こちらも「悔しく思う」と似た意味のある言葉ですが、少し古風な言い回しになっています。 「口惜しい」という言葉は、「残念で悔しい」という意味の他に、「期待はずれであること」や「失望する」といった意味を持つ言葉で、より「遺憾」の意味に近い言葉と言えるでしょう。 「〜であったことを大変口惜しく存じます。」、「口惜しい限りですが」、などのように使います。

「無念である」

「無念」には「悔しくてたまらなく思うこと」という意味があります。そうしたことを踏まえると、「悔しく思う」や「心残り」、「残念である」と言った表現よりも、より悔しい気持ちが強く伝わる言い回しと言えます。 「〜であるのが無念でなりません。」という形で使います。

「心苦しく思う」

「心苦しい」とは「申し訳なくて望ましくないことであると自分を責めてしまう」という意味です。ですので、「申し訳なくて仕方がないと思う」という意味の表現です。 「誠に遺憾」という表現が、その物事が起こってしまったことに対して、「許せない」と怒りの意味が込められているニュアンスがあるのに対し、「心苦しい」は「その物事が起きることを自分も未然に防ぐ努力ができたんじゃないか」、というような、自分を責める気持ちがある、というニュアンスがあります。 「大変心苦しく思います」や、「心苦しいことですが」のような使い方をします。
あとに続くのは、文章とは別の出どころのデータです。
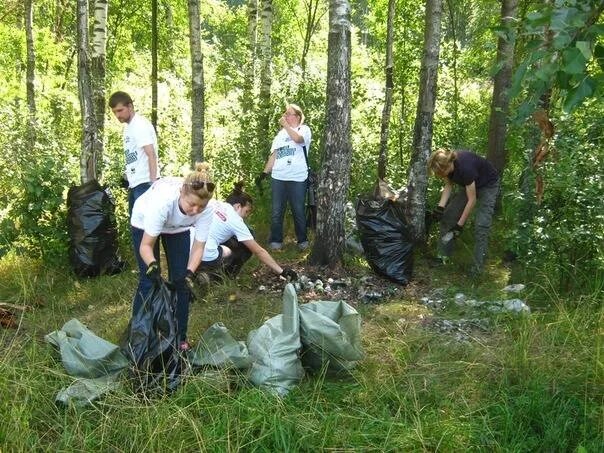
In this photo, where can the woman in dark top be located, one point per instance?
(481, 186)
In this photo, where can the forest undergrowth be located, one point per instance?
(500, 382)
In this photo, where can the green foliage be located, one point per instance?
(563, 238)
(561, 39)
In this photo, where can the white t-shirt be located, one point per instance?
(139, 132)
(157, 211)
(225, 224)
(290, 164)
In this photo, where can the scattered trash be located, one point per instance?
(516, 288)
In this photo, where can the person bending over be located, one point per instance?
(231, 243)
(168, 210)
(478, 184)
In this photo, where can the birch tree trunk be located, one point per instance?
(334, 179)
(154, 39)
(197, 85)
(30, 72)
(383, 156)
(496, 152)
(98, 58)
(87, 158)
(249, 75)
(265, 49)
(422, 133)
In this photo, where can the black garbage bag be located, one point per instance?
(92, 231)
(151, 343)
(385, 237)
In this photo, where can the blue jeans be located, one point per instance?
(294, 193)
(134, 193)
(176, 247)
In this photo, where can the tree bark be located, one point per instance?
(334, 178)
(98, 59)
(496, 152)
(265, 49)
(30, 72)
(88, 161)
(383, 156)
(154, 41)
(249, 74)
(197, 84)
(422, 133)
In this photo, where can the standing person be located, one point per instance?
(167, 210)
(287, 164)
(140, 147)
(480, 184)
(230, 242)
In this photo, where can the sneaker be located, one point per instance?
(184, 346)
(303, 245)
(275, 245)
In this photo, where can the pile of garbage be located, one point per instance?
(316, 336)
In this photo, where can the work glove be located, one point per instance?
(258, 180)
(456, 230)
(153, 273)
(124, 184)
(437, 213)
(289, 274)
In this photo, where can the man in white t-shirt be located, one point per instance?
(140, 147)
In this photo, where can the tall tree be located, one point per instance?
(197, 83)
(383, 156)
(422, 133)
(88, 161)
(30, 72)
(154, 45)
(97, 60)
(265, 49)
(500, 102)
(249, 75)
(328, 248)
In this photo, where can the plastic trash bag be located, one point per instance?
(218, 348)
(151, 343)
(385, 237)
(83, 353)
(331, 335)
(274, 348)
(92, 231)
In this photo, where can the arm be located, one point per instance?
(269, 163)
(263, 255)
(146, 248)
(291, 131)
(471, 194)
(445, 194)
(152, 158)
(195, 255)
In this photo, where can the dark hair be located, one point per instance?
(119, 97)
(239, 196)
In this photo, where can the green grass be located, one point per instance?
(529, 384)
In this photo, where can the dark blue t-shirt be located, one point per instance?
(471, 168)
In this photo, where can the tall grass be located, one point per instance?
(530, 384)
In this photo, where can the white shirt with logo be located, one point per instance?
(139, 132)
(226, 223)
(290, 164)
(157, 211)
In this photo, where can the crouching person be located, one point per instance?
(231, 243)
(167, 211)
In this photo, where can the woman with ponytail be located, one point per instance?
(230, 242)
(168, 210)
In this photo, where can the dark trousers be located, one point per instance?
(294, 193)
(176, 247)
(134, 193)
(486, 198)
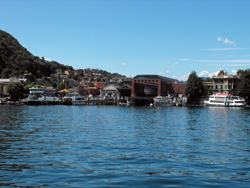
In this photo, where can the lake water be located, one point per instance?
(110, 146)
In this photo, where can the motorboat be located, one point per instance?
(74, 98)
(163, 101)
(41, 96)
(227, 100)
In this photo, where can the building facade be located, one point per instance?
(225, 84)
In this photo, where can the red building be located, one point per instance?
(179, 89)
(151, 86)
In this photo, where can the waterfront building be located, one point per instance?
(146, 87)
(225, 84)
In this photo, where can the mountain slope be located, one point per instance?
(15, 60)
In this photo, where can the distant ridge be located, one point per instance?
(15, 60)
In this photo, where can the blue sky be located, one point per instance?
(166, 37)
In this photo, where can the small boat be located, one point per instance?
(150, 91)
(227, 100)
(41, 96)
(163, 101)
(74, 99)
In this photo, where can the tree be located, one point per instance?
(244, 84)
(15, 90)
(194, 88)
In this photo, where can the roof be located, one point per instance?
(65, 91)
(152, 76)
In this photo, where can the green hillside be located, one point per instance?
(15, 60)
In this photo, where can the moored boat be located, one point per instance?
(74, 98)
(163, 101)
(41, 96)
(227, 100)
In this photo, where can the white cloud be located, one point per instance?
(222, 61)
(226, 41)
(234, 71)
(185, 59)
(47, 59)
(221, 49)
(203, 73)
(124, 64)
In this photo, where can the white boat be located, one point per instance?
(41, 96)
(227, 100)
(74, 99)
(163, 101)
(150, 91)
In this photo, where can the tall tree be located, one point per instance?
(194, 88)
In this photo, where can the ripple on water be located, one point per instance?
(99, 146)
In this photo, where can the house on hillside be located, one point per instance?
(5, 82)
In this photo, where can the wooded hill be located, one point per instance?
(15, 60)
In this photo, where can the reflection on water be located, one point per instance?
(100, 146)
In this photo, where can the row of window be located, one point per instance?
(226, 86)
(143, 81)
(221, 81)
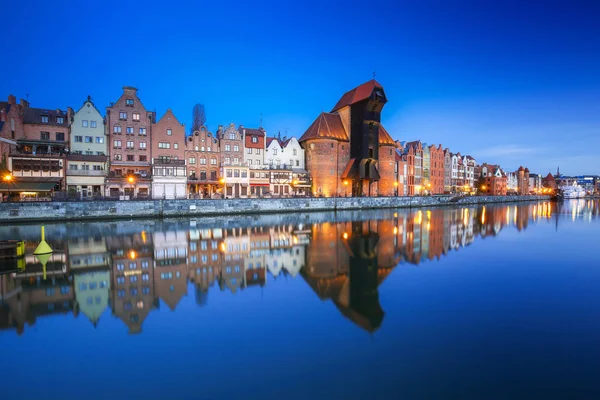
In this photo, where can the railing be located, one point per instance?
(162, 161)
(79, 172)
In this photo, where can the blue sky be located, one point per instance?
(507, 82)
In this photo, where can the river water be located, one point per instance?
(471, 302)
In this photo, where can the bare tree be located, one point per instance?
(198, 117)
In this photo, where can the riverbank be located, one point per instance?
(102, 210)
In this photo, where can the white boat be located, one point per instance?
(573, 192)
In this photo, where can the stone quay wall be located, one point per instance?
(102, 210)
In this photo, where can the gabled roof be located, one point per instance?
(357, 94)
(326, 126)
(254, 132)
(384, 137)
(34, 116)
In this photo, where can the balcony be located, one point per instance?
(80, 172)
(168, 161)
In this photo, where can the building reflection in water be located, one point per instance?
(135, 268)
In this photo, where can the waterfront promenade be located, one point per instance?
(101, 210)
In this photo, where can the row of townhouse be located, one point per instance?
(130, 153)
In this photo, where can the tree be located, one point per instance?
(198, 117)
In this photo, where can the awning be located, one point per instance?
(27, 186)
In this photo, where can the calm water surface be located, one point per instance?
(472, 302)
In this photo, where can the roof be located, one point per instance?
(34, 116)
(384, 137)
(254, 132)
(326, 126)
(357, 94)
(88, 158)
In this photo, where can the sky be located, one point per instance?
(508, 82)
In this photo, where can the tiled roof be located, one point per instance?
(254, 132)
(384, 137)
(357, 94)
(326, 126)
(34, 116)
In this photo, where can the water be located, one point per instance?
(471, 302)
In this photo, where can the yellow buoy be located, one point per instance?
(43, 259)
(43, 247)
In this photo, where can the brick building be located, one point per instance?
(129, 126)
(203, 156)
(234, 170)
(437, 172)
(255, 146)
(347, 150)
(168, 158)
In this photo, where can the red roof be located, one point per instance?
(384, 137)
(326, 126)
(357, 94)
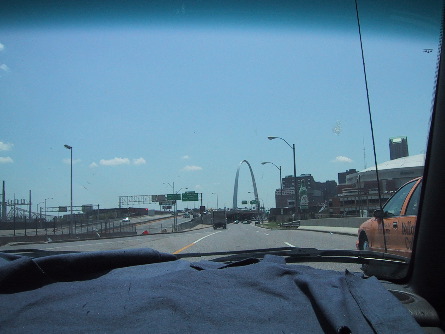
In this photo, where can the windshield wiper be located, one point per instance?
(295, 255)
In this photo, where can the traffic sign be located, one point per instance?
(190, 196)
(167, 203)
(173, 197)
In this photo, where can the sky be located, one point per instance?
(146, 107)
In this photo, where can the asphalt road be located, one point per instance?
(235, 237)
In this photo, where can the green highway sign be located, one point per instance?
(190, 196)
(173, 197)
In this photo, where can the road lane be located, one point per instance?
(235, 237)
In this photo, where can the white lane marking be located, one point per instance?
(194, 242)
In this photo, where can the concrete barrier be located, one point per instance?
(335, 222)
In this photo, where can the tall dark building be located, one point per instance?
(342, 176)
(398, 147)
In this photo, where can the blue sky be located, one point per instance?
(144, 106)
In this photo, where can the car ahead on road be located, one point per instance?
(399, 217)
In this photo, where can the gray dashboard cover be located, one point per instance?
(101, 293)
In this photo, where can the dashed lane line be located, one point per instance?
(194, 242)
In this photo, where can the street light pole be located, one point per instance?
(217, 205)
(281, 180)
(71, 210)
(295, 171)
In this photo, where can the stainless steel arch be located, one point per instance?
(235, 190)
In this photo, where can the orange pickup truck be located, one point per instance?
(399, 221)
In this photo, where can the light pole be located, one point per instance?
(217, 206)
(40, 216)
(295, 171)
(281, 182)
(45, 206)
(71, 206)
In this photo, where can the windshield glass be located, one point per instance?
(199, 128)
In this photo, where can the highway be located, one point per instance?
(235, 237)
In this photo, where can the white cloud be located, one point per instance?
(68, 161)
(139, 161)
(114, 162)
(341, 158)
(5, 146)
(189, 168)
(6, 160)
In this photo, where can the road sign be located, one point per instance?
(190, 196)
(167, 203)
(173, 197)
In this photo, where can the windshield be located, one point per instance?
(193, 128)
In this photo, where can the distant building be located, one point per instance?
(359, 196)
(398, 147)
(318, 193)
(342, 176)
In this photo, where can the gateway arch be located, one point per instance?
(235, 191)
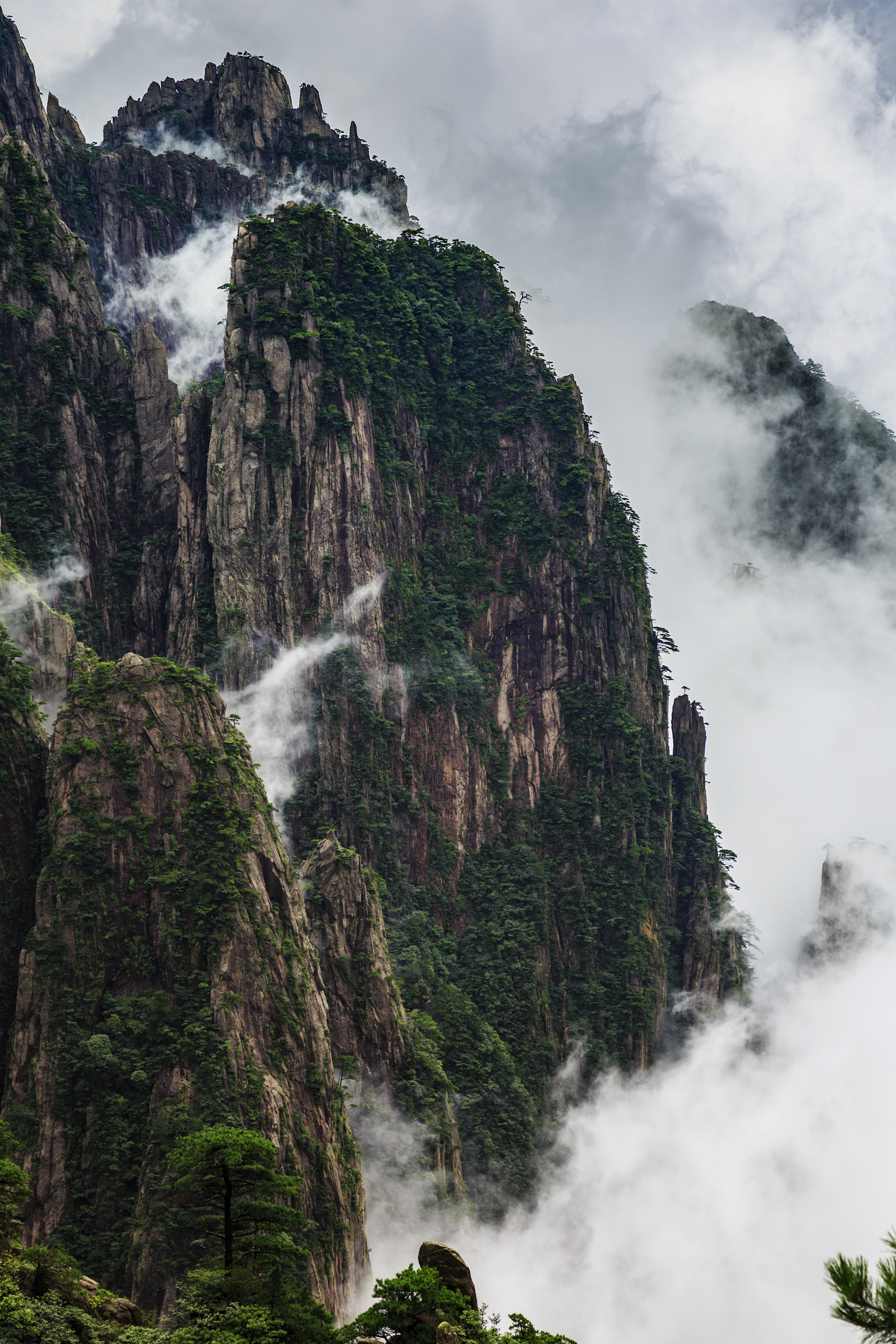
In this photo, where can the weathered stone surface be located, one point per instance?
(21, 108)
(452, 1266)
(366, 1015)
(246, 107)
(23, 760)
(64, 123)
(43, 314)
(47, 642)
(706, 969)
(136, 752)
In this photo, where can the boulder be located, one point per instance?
(452, 1268)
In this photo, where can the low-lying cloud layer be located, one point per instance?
(632, 162)
(183, 296)
(702, 1201)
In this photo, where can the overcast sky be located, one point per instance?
(625, 162)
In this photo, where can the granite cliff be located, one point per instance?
(501, 862)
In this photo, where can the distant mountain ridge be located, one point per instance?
(829, 482)
(501, 862)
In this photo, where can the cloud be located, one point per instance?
(182, 292)
(62, 35)
(17, 593)
(630, 162)
(700, 1201)
(276, 709)
(163, 139)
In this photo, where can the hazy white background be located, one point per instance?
(625, 162)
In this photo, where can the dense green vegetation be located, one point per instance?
(256, 1299)
(46, 378)
(563, 925)
(866, 1301)
(113, 1046)
(829, 475)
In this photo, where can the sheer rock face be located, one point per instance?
(710, 960)
(167, 897)
(366, 1015)
(23, 760)
(64, 123)
(827, 478)
(47, 642)
(21, 108)
(246, 107)
(302, 515)
(53, 308)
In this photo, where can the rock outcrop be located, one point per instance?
(245, 105)
(827, 479)
(68, 449)
(367, 1021)
(23, 761)
(710, 959)
(22, 112)
(170, 974)
(453, 1269)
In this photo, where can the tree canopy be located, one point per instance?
(863, 1301)
(229, 1176)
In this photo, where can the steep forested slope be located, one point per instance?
(828, 478)
(501, 861)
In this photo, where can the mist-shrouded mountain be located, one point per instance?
(496, 863)
(827, 476)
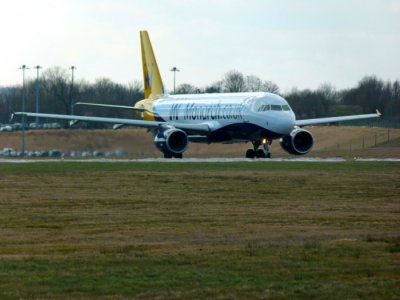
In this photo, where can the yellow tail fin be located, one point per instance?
(153, 87)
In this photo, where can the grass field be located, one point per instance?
(330, 141)
(245, 230)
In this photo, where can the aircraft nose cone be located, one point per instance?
(288, 125)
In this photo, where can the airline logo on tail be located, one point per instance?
(153, 86)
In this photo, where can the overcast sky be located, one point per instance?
(294, 43)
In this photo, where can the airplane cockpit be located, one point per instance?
(266, 104)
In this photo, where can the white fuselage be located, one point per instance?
(264, 114)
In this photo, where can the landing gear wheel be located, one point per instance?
(260, 153)
(250, 153)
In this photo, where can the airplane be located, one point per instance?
(176, 120)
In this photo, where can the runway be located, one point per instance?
(199, 160)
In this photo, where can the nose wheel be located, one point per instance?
(258, 152)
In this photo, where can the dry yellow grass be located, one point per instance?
(336, 141)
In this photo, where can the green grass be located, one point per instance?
(282, 230)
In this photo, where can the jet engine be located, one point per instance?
(172, 142)
(298, 142)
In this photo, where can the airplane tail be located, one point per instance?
(153, 86)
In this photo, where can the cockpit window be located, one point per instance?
(264, 107)
(276, 107)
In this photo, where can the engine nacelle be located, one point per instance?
(298, 142)
(171, 141)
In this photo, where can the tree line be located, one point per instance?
(57, 94)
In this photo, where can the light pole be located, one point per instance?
(37, 91)
(174, 69)
(23, 68)
(71, 101)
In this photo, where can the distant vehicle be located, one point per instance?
(6, 128)
(175, 120)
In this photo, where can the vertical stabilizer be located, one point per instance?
(153, 86)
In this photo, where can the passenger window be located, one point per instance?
(264, 107)
(276, 107)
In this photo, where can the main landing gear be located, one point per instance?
(259, 153)
(180, 155)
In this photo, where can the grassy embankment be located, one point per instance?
(190, 230)
(329, 142)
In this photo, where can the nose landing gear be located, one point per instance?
(257, 152)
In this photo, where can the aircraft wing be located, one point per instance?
(111, 106)
(190, 128)
(308, 122)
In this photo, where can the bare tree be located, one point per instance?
(234, 82)
(270, 87)
(253, 83)
(55, 83)
(186, 88)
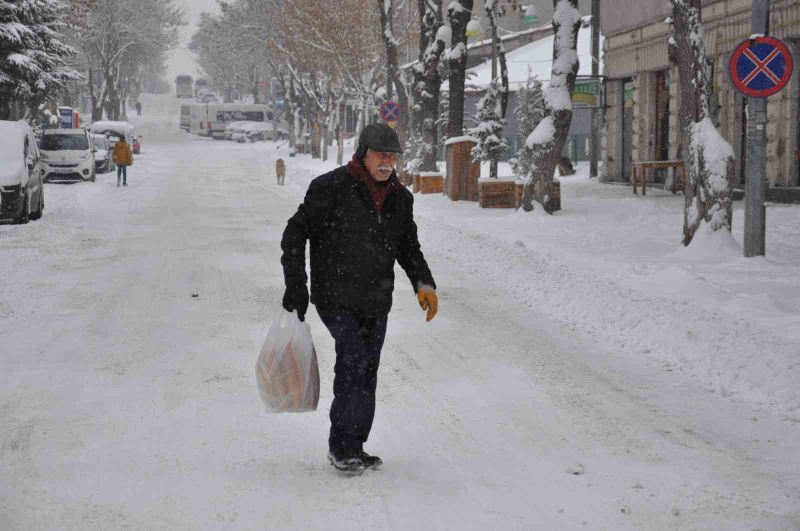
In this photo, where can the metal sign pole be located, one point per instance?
(594, 140)
(755, 215)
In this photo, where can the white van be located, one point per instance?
(21, 173)
(186, 116)
(212, 118)
(68, 155)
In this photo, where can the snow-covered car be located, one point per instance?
(21, 173)
(68, 155)
(230, 128)
(103, 162)
(253, 132)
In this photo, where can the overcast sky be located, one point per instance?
(182, 61)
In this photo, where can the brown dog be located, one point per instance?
(280, 171)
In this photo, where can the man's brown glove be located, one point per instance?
(428, 301)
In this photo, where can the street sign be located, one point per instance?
(390, 111)
(760, 67)
(66, 117)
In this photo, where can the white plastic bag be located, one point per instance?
(286, 372)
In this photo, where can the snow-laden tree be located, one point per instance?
(709, 157)
(489, 131)
(121, 39)
(547, 141)
(459, 13)
(529, 112)
(434, 38)
(32, 53)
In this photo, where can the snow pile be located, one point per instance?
(716, 153)
(543, 133)
(710, 245)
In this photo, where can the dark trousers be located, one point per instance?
(359, 340)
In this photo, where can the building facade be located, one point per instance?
(643, 94)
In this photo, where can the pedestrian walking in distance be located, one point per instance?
(122, 157)
(359, 221)
(280, 171)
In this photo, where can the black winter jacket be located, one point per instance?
(353, 247)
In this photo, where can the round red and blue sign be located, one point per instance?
(761, 67)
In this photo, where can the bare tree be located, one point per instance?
(709, 158)
(546, 142)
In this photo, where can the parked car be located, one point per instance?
(21, 173)
(113, 130)
(68, 155)
(208, 97)
(253, 132)
(230, 128)
(103, 162)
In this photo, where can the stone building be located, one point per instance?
(642, 88)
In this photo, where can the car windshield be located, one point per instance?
(64, 142)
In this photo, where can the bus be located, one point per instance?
(183, 87)
(210, 119)
(200, 87)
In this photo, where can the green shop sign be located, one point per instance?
(587, 93)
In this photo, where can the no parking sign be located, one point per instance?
(760, 67)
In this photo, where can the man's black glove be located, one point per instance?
(296, 298)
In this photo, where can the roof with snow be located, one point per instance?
(538, 56)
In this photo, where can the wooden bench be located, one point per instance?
(639, 172)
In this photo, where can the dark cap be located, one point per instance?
(379, 137)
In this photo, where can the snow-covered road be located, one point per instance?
(127, 402)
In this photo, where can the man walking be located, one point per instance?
(123, 158)
(359, 220)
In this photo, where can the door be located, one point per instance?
(627, 128)
(661, 151)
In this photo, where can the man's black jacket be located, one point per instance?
(353, 247)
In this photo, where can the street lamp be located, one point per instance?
(473, 28)
(530, 14)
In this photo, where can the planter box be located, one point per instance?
(556, 199)
(497, 193)
(431, 183)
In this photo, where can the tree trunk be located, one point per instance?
(426, 94)
(392, 69)
(708, 197)
(549, 137)
(459, 14)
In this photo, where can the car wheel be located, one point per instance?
(23, 216)
(39, 209)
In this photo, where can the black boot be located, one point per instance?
(370, 461)
(348, 464)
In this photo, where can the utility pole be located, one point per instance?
(594, 138)
(273, 88)
(755, 214)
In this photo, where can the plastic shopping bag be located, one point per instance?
(286, 372)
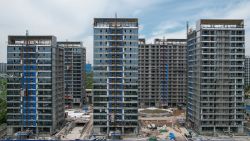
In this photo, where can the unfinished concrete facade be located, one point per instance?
(247, 71)
(216, 76)
(35, 93)
(115, 76)
(162, 73)
(74, 73)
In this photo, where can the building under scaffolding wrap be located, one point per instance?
(216, 53)
(35, 91)
(162, 73)
(74, 73)
(115, 76)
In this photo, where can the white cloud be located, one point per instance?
(66, 19)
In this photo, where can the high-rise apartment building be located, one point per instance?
(216, 76)
(115, 76)
(74, 73)
(35, 91)
(3, 67)
(162, 73)
(247, 71)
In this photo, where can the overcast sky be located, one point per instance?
(73, 19)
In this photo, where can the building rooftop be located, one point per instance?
(222, 21)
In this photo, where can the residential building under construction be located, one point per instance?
(74, 73)
(247, 71)
(162, 73)
(216, 55)
(115, 76)
(35, 90)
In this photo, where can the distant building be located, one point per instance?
(74, 73)
(35, 92)
(115, 76)
(162, 73)
(247, 71)
(88, 68)
(216, 55)
(3, 67)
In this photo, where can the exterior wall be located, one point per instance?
(3, 67)
(216, 76)
(88, 68)
(74, 72)
(162, 73)
(34, 93)
(247, 71)
(115, 76)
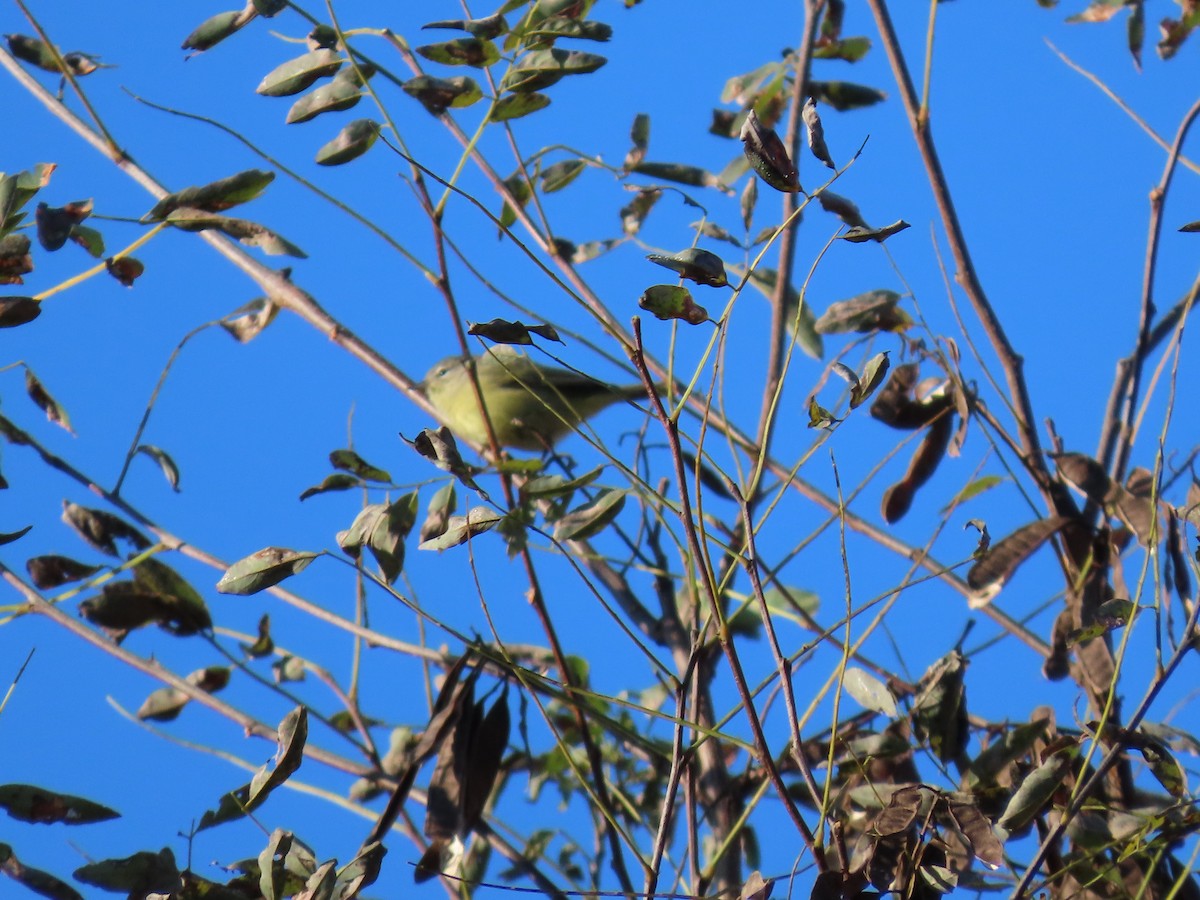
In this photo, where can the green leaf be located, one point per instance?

意味や使い方を抑えて、自分の気持ちを正しく伝えよう!

いかがでしたでしょうか。「誠に遺憾」という言葉が、こんな意味を持つ言葉であるとは、普段見聞きしているだけでは分からなかった、という方も少なくないのではないでしょうか。 言葉は正しい意味や使い方をしないと、思わぬ誤解を生んだり、望まないトラブルの原因にもなり得ます。 少し意味が分からないな、あやふやだな、と感じる言葉があったら、意味や使い方を調べる癖をつけると良いでしょう。そうすることで、言葉の表現の幅が広がり、より正しく自分の気持ちや立場を相手に伝えることができるようになります。